2019-10-14

マレーシアの超富裕層への課税30%に引き上げ強化。

経済マレーシア

アジア経済ニュースNNA ASIAは2019年10月16日に、マレーシア経済紙「エッジ・ファイナンシャル・デーリー(Edge Financial Daily)」は2019年10月15日に、マレーシアのリム・グアンエン財務相(Finance Minister Lim Guan Eng)は2019年10月14日に、2020年度国家予算案で超富裕層に対する所得税率を30%に引き上げたことで、税収が1億リンギ(約25億8,700万円)増えるとの見通しを示した。

予算案では、課税対象所得が年200万リンギを超える超富裕層の所得税率を現行の28%から引き上げる。

リム財務相は2019年10月14日にクアラルンプールで開かれた2020年度予算フォーラムの質疑で、「超富裕層への増税は世界銀行の提案を受けたもの」と述べた。

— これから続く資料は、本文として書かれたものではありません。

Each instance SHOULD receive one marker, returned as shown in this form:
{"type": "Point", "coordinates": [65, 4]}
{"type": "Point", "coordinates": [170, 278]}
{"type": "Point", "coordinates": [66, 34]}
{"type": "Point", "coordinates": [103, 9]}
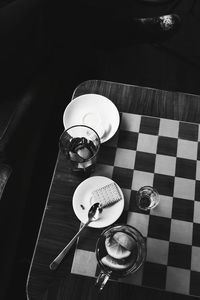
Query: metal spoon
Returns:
{"type": "Point", "coordinates": [93, 215]}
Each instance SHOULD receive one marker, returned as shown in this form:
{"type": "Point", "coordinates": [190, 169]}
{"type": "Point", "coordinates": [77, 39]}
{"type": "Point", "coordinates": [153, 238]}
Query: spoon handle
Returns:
{"type": "Point", "coordinates": [55, 263]}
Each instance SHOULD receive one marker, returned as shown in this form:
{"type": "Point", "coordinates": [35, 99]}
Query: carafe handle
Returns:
{"type": "Point", "coordinates": [101, 280]}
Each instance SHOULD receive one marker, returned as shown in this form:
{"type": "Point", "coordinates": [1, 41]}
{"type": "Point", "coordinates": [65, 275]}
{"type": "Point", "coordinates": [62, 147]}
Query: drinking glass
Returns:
{"type": "Point", "coordinates": [147, 198]}
{"type": "Point", "coordinates": [80, 144]}
{"type": "Point", "coordinates": [120, 251]}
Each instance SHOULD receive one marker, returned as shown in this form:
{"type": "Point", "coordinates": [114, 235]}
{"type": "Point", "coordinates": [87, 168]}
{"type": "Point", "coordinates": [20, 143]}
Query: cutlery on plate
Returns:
{"type": "Point", "coordinates": [93, 215]}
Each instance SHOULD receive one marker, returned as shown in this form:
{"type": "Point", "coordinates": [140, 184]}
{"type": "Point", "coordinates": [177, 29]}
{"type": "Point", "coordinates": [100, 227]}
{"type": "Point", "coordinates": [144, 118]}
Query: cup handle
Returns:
{"type": "Point", "coordinates": [101, 280]}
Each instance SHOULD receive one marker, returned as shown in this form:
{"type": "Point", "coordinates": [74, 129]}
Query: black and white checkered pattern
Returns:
{"type": "Point", "coordinates": [165, 154]}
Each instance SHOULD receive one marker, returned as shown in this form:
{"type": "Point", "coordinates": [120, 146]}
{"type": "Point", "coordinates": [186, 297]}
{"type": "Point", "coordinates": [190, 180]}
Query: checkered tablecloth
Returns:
{"type": "Point", "coordinates": [165, 154]}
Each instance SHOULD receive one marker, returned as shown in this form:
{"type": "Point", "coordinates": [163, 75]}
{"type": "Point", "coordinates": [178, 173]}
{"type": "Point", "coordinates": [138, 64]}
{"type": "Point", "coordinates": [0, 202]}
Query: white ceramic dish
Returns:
{"type": "Point", "coordinates": [95, 111]}
{"type": "Point", "coordinates": [82, 202]}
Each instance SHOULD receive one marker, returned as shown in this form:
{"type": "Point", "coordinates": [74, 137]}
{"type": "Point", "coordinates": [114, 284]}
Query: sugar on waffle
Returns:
{"type": "Point", "coordinates": [107, 195]}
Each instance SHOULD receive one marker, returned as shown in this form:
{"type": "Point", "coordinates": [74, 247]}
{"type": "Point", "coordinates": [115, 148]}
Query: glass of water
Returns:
{"type": "Point", "coordinates": [147, 198]}
{"type": "Point", "coordinates": [80, 144]}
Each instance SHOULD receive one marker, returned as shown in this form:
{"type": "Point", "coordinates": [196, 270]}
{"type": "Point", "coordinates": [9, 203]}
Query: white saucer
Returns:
{"type": "Point", "coordinates": [82, 197]}
{"type": "Point", "coordinates": [95, 111]}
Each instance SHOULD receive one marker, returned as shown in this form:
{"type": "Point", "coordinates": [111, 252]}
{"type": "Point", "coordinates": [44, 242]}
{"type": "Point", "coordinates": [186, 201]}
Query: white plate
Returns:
{"type": "Point", "coordinates": [81, 202]}
{"type": "Point", "coordinates": [95, 111]}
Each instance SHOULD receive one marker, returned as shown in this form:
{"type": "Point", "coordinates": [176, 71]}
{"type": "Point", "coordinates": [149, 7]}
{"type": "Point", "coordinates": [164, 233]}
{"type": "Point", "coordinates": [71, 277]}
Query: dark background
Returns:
{"type": "Point", "coordinates": [55, 45]}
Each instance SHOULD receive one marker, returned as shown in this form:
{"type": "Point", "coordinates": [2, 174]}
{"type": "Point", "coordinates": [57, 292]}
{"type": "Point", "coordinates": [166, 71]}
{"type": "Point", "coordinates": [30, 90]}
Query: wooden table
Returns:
{"type": "Point", "coordinates": [59, 223]}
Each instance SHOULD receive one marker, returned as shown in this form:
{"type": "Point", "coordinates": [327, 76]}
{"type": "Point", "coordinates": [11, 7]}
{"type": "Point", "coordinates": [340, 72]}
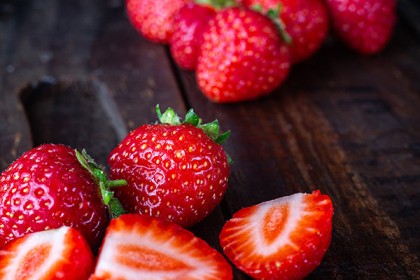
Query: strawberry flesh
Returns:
{"type": "Point", "coordinates": [285, 238]}
{"type": "Point", "coordinates": [61, 253]}
{"type": "Point", "coordinates": [143, 247]}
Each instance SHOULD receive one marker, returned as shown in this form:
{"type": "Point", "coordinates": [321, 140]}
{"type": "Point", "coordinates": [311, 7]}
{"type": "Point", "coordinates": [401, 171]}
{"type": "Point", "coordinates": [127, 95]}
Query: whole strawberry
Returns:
{"type": "Point", "coordinates": [46, 188]}
{"type": "Point", "coordinates": [365, 26]}
{"type": "Point", "coordinates": [242, 57]}
{"type": "Point", "coordinates": [185, 42]}
{"type": "Point", "coordinates": [154, 19]}
{"type": "Point", "coordinates": [305, 21]}
{"type": "Point", "coordinates": [177, 171]}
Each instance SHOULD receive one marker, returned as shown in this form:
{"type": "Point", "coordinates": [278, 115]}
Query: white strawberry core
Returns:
{"type": "Point", "coordinates": [53, 238]}
{"type": "Point", "coordinates": [295, 214]}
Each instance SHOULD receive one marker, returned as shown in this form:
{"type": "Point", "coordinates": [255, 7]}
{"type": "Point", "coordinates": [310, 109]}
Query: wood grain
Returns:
{"type": "Point", "coordinates": [76, 72]}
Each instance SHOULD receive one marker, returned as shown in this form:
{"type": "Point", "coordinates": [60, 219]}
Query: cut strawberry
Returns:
{"type": "Point", "coordinates": [142, 247]}
{"type": "Point", "coordinates": [285, 238]}
{"type": "Point", "coordinates": [61, 253]}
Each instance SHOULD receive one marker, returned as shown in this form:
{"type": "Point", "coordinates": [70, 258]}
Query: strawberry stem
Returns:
{"type": "Point", "coordinates": [211, 129]}
{"type": "Point", "coordinates": [115, 207]}
{"type": "Point", "coordinates": [274, 15]}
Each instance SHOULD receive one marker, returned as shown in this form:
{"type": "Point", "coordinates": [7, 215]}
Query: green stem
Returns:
{"type": "Point", "coordinates": [115, 208]}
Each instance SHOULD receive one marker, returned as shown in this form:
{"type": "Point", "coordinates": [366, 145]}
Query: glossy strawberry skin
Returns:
{"type": "Point", "coordinates": [187, 35]}
{"type": "Point", "coordinates": [306, 22]}
{"type": "Point", "coordinates": [365, 26]}
{"type": "Point", "coordinates": [153, 19]}
{"type": "Point", "coordinates": [242, 57]}
{"type": "Point", "coordinates": [285, 238]}
{"type": "Point", "coordinates": [173, 171]}
{"type": "Point", "coordinates": [60, 253]}
{"type": "Point", "coordinates": [47, 188]}
{"type": "Point", "coordinates": [152, 248]}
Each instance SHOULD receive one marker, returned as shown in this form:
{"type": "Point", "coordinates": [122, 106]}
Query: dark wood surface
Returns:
{"type": "Point", "coordinates": [76, 72]}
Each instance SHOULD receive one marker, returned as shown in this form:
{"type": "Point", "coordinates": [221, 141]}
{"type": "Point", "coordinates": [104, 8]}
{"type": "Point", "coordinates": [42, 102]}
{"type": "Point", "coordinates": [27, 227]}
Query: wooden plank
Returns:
{"type": "Point", "coordinates": [346, 124]}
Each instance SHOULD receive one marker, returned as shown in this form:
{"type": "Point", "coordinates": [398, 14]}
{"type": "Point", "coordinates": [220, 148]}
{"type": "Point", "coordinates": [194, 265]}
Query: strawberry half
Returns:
{"type": "Point", "coordinates": [143, 247]}
{"type": "Point", "coordinates": [61, 253]}
{"type": "Point", "coordinates": [285, 238]}
{"type": "Point", "coordinates": [174, 170]}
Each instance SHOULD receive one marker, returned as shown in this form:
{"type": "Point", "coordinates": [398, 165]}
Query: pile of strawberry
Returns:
{"type": "Point", "coordinates": [62, 218]}
{"type": "Point", "coordinates": [244, 49]}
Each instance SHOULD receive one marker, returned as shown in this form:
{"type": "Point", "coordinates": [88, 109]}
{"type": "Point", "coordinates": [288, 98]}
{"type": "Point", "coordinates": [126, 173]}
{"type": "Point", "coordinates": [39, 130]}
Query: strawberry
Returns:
{"type": "Point", "coordinates": [143, 247]}
{"type": "Point", "coordinates": [154, 19]}
{"type": "Point", "coordinates": [242, 57]}
{"type": "Point", "coordinates": [363, 25]}
{"type": "Point", "coordinates": [60, 253]}
{"type": "Point", "coordinates": [178, 171]}
{"type": "Point", "coordinates": [46, 188]}
{"type": "Point", "coordinates": [305, 21]}
{"type": "Point", "coordinates": [186, 39]}
{"type": "Point", "coordinates": [285, 238]}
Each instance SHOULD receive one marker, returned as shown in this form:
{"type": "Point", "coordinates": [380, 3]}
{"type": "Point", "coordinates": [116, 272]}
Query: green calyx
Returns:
{"type": "Point", "coordinates": [211, 129]}
{"type": "Point", "coordinates": [274, 15]}
{"type": "Point", "coordinates": [217, 4]}
{"type": "Point", "coordinates": [114, 205]}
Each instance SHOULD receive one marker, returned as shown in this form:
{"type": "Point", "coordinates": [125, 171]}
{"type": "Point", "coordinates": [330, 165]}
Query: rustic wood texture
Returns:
{"type": "Point", "coordinates": [76, 72]}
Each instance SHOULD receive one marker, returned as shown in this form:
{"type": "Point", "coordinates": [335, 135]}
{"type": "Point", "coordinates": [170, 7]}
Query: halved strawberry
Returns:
{"type": "Point", "coordinates": [285, 238]}
{"type": "Point", "coordinates": [139, 247]}
{"type": "Point", "coordinates": [61, 253]}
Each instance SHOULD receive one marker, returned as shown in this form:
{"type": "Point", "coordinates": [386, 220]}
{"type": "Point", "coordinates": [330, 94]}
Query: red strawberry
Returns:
{"type": "Point", "coordinates": [242, 57]}
{"type": "Point", "coordinates": [46, 188]}
{"type": "Point", "coordinates": [186, 39]}
{"type": "Point", "coordinates": [285, 238]}
{"type": "Point", "coordinates": [305, 21]}
{"type": "Point", "coordinates": [178, 171]}
{"type": "Point", "coordinates": [154, 19]}
{"type": "Point", "coordinates": [143, 247]}
{"type": "Point", "coordinates": [364, 25]}
{"type": "Point", "coordinates": [54, 254]}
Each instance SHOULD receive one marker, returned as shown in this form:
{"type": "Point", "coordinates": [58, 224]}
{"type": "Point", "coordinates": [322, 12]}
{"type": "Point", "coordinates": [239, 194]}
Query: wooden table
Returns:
{"type": "Point", "coordinates": [76, 72]}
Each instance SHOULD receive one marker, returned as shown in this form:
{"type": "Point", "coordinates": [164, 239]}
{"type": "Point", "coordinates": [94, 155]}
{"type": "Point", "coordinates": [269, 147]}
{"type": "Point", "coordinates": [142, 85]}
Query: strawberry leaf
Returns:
{"type": "Point", "coordinates": [114, 206]}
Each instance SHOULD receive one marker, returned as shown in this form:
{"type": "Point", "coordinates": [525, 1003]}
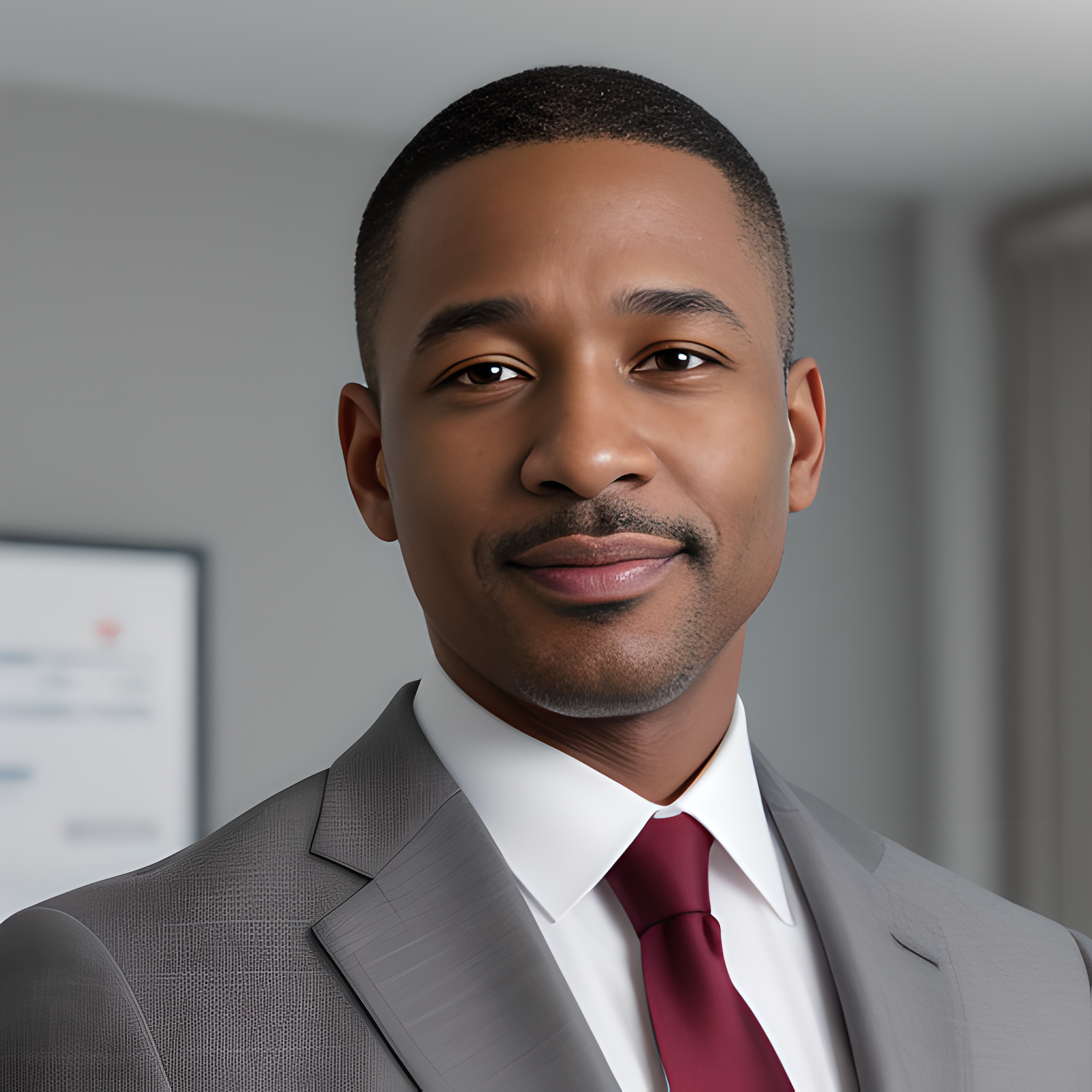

リム財務相によると、世銀はマレーシアの所得税における最高税率が周辺国に比べて低いと指摘し、35%への引き上げが妥当との見解を示していた。

リム財務相は「(20年度予算案で示した)30%は超富裕層にとって大きな負担にはならない上、経済成長に貢献できるものだ。」と参加者に理解を求めた。

「今回の超富裕層への増税は今後の課税強化の布石か」との質問に対し、リム財務相は明言を避けた。

2020年度予算案の歳入は2,445億リンギで、うち税収が78%を占める。リム財務相によると、労働人口1,500万人に対して、所得税が課税される個人は16.5%にとどまるという。